Shooting Water: A Memoir of Second Chances, Family, and Filmmaking
Devyani Saltzman
272 pages, Hardcover
ISBN: 1557047111
ISBN13:
Language: English
Publish: April 17, 2006
This debut memoir, an intimate story of second chances, love and redemption, spans three continents and four countries, as a daughter rekindles her relationship with her filmmaker mother during the production of Water , Deepa Mehta’s most controversial movie.
Introducing a new literary voice, Shooting Water recounts Devyani Saltzman’s remarkable story of reconnecting with her mother, international award-winning filmmaker Deepa Mehta. When Devyani was eleven, her parents divorced, and the courts required her to choose which parent to live with.

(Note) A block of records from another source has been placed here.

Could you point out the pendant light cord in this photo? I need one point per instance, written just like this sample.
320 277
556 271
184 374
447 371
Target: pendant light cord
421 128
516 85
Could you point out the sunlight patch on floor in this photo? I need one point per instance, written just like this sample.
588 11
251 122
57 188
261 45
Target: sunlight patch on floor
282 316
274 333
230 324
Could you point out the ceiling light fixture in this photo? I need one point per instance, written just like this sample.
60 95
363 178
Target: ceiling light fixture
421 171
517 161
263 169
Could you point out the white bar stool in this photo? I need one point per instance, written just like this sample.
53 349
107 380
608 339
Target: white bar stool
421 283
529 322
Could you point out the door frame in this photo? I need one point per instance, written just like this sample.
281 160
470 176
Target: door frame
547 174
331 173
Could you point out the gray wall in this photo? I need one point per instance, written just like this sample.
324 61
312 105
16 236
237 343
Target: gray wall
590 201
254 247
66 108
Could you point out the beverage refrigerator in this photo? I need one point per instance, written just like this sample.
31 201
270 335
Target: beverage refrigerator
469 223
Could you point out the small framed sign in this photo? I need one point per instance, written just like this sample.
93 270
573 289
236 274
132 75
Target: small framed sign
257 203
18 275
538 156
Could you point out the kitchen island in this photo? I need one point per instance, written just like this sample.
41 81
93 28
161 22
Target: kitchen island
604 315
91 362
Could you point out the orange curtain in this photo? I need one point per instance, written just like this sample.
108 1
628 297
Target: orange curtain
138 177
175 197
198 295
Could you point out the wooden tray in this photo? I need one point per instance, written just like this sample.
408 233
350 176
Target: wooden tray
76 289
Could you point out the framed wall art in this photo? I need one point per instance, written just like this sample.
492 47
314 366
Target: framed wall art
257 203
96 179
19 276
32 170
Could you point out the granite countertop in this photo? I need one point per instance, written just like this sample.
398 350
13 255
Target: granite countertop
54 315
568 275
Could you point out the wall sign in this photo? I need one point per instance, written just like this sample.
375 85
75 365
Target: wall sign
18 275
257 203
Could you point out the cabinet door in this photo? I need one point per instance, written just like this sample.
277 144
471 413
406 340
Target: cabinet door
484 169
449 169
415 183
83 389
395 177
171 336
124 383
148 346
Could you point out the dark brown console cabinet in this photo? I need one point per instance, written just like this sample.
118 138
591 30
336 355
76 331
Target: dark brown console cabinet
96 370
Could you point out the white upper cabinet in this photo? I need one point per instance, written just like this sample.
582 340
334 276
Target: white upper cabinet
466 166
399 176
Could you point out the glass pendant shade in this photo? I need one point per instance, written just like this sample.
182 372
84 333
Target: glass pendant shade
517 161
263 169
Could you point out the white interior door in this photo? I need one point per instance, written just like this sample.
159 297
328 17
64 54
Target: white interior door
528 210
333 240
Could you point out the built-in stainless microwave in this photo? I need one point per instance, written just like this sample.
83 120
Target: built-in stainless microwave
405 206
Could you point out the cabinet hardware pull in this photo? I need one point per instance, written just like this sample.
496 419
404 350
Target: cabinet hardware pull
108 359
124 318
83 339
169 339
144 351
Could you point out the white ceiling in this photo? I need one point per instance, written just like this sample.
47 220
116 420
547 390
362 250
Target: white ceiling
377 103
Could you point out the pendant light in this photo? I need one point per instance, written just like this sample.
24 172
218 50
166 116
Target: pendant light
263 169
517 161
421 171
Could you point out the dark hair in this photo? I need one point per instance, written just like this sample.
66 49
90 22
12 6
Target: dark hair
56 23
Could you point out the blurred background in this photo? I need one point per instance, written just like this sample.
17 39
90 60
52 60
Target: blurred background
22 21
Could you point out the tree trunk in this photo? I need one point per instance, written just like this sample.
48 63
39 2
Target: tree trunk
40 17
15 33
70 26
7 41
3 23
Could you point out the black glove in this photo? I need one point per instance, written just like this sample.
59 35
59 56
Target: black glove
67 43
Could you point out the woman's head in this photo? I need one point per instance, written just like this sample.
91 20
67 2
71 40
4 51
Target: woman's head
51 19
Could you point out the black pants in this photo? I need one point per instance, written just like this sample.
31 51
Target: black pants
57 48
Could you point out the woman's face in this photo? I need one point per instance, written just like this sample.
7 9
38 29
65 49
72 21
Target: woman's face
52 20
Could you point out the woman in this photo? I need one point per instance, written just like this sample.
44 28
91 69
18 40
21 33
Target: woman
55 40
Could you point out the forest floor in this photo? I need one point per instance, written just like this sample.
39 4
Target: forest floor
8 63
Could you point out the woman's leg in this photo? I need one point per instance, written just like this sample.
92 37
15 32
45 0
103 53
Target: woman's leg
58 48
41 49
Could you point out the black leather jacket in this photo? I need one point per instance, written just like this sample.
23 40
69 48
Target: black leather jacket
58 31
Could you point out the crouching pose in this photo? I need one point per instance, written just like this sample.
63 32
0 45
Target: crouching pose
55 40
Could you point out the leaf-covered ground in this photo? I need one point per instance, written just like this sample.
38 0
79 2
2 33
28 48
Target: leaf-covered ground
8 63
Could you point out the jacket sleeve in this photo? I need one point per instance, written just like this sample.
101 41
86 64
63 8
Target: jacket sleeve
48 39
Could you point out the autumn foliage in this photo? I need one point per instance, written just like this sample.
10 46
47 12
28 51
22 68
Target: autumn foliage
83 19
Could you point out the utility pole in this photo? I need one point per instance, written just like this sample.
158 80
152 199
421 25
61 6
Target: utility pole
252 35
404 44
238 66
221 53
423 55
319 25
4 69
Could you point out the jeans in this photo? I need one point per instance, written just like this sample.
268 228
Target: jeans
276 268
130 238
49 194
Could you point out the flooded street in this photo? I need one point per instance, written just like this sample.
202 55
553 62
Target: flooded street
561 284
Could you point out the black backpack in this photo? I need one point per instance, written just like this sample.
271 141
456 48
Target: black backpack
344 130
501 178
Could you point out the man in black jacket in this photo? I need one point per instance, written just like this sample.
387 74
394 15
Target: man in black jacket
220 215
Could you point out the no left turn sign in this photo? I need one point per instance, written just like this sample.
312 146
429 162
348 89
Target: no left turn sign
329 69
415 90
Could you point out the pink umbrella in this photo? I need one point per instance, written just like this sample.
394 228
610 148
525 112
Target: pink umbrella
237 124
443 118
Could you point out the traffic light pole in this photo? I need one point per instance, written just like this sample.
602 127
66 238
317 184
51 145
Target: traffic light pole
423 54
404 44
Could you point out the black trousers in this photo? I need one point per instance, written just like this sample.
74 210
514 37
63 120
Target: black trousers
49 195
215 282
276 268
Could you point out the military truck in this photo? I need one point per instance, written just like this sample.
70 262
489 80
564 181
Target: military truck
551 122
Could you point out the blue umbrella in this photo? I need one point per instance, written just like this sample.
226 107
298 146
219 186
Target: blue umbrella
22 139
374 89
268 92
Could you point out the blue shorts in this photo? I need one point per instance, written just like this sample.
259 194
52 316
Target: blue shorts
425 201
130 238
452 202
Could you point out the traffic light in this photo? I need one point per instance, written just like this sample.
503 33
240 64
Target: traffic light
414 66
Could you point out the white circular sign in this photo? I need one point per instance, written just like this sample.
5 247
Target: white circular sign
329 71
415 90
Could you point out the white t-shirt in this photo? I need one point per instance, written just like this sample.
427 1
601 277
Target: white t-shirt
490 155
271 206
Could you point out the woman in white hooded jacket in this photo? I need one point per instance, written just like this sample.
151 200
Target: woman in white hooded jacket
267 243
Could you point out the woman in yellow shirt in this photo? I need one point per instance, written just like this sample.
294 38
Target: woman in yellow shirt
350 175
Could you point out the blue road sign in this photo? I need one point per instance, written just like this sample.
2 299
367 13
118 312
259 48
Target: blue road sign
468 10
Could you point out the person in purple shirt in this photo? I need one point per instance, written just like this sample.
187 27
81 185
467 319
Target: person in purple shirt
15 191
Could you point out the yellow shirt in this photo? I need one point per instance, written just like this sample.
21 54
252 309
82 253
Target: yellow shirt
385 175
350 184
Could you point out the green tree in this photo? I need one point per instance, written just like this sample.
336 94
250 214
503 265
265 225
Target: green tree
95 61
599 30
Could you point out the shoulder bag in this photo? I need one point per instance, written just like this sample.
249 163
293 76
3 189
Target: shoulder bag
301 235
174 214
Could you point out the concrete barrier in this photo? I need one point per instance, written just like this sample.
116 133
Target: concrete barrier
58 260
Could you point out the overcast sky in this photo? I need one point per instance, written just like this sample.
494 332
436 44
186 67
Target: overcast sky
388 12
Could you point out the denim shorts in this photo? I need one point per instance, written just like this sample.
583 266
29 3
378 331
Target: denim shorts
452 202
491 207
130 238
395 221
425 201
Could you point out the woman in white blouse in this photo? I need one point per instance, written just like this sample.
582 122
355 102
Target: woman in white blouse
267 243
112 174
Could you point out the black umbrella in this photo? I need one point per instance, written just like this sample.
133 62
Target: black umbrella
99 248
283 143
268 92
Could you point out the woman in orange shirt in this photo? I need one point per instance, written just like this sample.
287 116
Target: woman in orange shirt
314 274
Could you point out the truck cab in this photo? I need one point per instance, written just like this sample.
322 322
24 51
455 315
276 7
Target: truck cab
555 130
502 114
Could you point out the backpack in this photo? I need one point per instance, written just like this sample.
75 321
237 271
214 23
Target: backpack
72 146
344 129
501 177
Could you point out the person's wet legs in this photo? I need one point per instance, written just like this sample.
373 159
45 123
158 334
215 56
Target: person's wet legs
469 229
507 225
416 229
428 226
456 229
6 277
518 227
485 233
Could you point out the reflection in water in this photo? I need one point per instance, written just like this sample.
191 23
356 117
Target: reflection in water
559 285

She chose to live with her father in Toronto and then spent the next eight years navigating between two religions (Hinduism and Judaism), two cultures (Indian and Canadian), two traditions and two people—belonging to both and to neither at once.
In late 1999, at the age of nineteen, Devyani was invited by her mother to join her in the holy city of Benares, India, to work on Water, the final installment in Mehta’s acclaimed Elements trilogy (which started with Fire and Earth ). After only a week of shooting, Water became the target of a series of politically motivated attacks. The movie was shut down. Devyani went off to Oxford and, then, three years later rejoined her mother when production resumed in Sri Lanka. What began as a journey to heal deep wounds from the past turned into a five-year odyssey to complete the film.
Transformative and inspiring, Shooting Water chronicles Saltzman’s life-changing experience in India, the struggle to produce a film, and, through that struggle, the emergence of a deeper love between mother and daughter. 16 b/w photographs.